Salmonella enterica serovar Dublin (S. Dublin) is a zoonotic infection that can be transmitted from cattle to humans through consumption of contaminated milk and milk products. Outbreaks of human infections by S. Dublin have been reported in several countries including high-income countries. A high proportion of S. Dublin cases in humans are associated with systemic illness. The genetic basis of virulence and invasiveness of S. Dublin is not well characterized. The aim of this study is to characterize the invasome of S. Dublin that enable the bacteria to cause systemic illness by the invasion of the bloodstream.

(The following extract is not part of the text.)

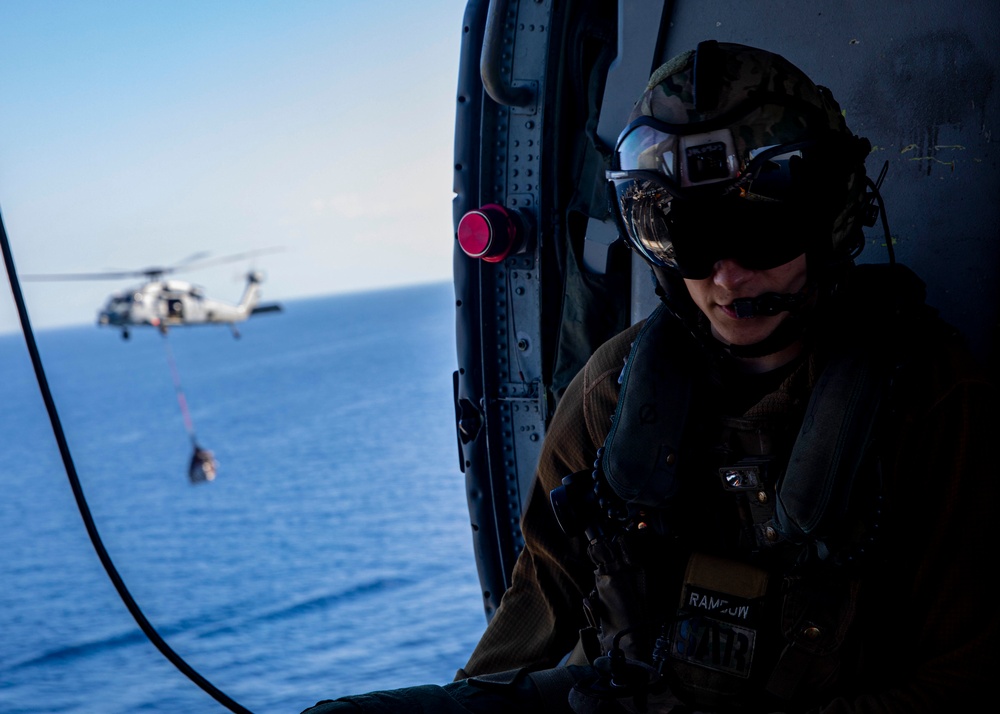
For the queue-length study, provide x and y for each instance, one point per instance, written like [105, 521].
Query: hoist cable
[181, 399]
[81, 501]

A set of S. Dublin submitted to Centre National de Référence des Salmonella, Institut Pasteur were selected for whole genome sequencing (WGS). The set of isolates included 22 human invasive isolates; 19 isolates from blood and 2 isolates from urine in addition to one isolate from pus. For comparison, we included 6 clinical non-invasive isolates from stool and 7 veterinary isolates. We also included the original S. Dublin isolate isolated from the stool of a patient in Dublin, Ireland (WS247) in 1929 giving the name of Dublin serovar. Furthermore, the reference S. Dublin isolate; SARB13 isolated in France from cattle in 1982 was also included in this study. Genomic DNA was prepared for Illumina pair-end (PE) sequencing using the Illumina NexteraXT® and the libraries were sequenced using an Illumina platform and MiSeq Control Software 18.104.22.168. All isolates were pair-end sequenced using 100bp PE libraries. Reads were assembled using Velvet and the best possible assembly with the highest N50 value was
annotated using RAST server. BLASTn was used for the alignment of virulence genes and genomic regions. Single nucleotide polymorphisms (SNPs) were identified using samtools mpileup. The best-fit model for nucleotides substitution was determined by jModelTest then a maximum likelihood (ML) phylogeny based on SNPs was constructed by MEGA6 software using 1000 bootstrap replicates. Acquired antimicrobial resistance genes were determined using ResFinder available from Center for Genomic Epidemiology https://cge.cbs.dtu.dk//services/all.php.
WGS revealed several mobile genetic elements (MGEs) that potentially enable the bacteria to cause invasive disease in humans including Gifsy-2 prophage, the novel pathogenicity island ST313-GI that harbours the putative virulence gene st313-td and Salmonella pathogenicity islands; SPI-6 harbouring T6SS, SPI-7 harbouring the Vi antigen and SPI-19 harbouring T6SS and the virulence plasmid. All S. Dublin isolates harbour Gifsy-2 prophage, SPI-6 and SPI-19 however the virulence plasmid, the pathogenicity island ST313-GI and the Vi antigen harboured by SPI-7 were absent from some S. Dublin invasive isolates indicating that they are not are the main virulence determinants in S. Dublin. Interestingly, two invasive human isolates from blood were resistant to multiple antibiotics; aminoglycosides, beta-lactam, sulphonamides, trimethoprim and phenicol indicating the emergence to multi-drug resistance in S. Dublin. The phylogenetic SNP analysis of S. Dublin isolates showed that invasive and gastroenteritis isolates were intermixed as SNPs were randomly distributed around the chromosome of S. Dublin.
WGS revealed several virulence factors that form the bacterial invasome and enable the bacteria to cause systemic illness in humans including Gifsy-2 prophage, T6SSSPI-6 and T6SSSPI-19 however no genomic markers were detected that differentiate among invasive and non-invasive isolates suggesting that host factors and immune response play a significant role in the disease outcome.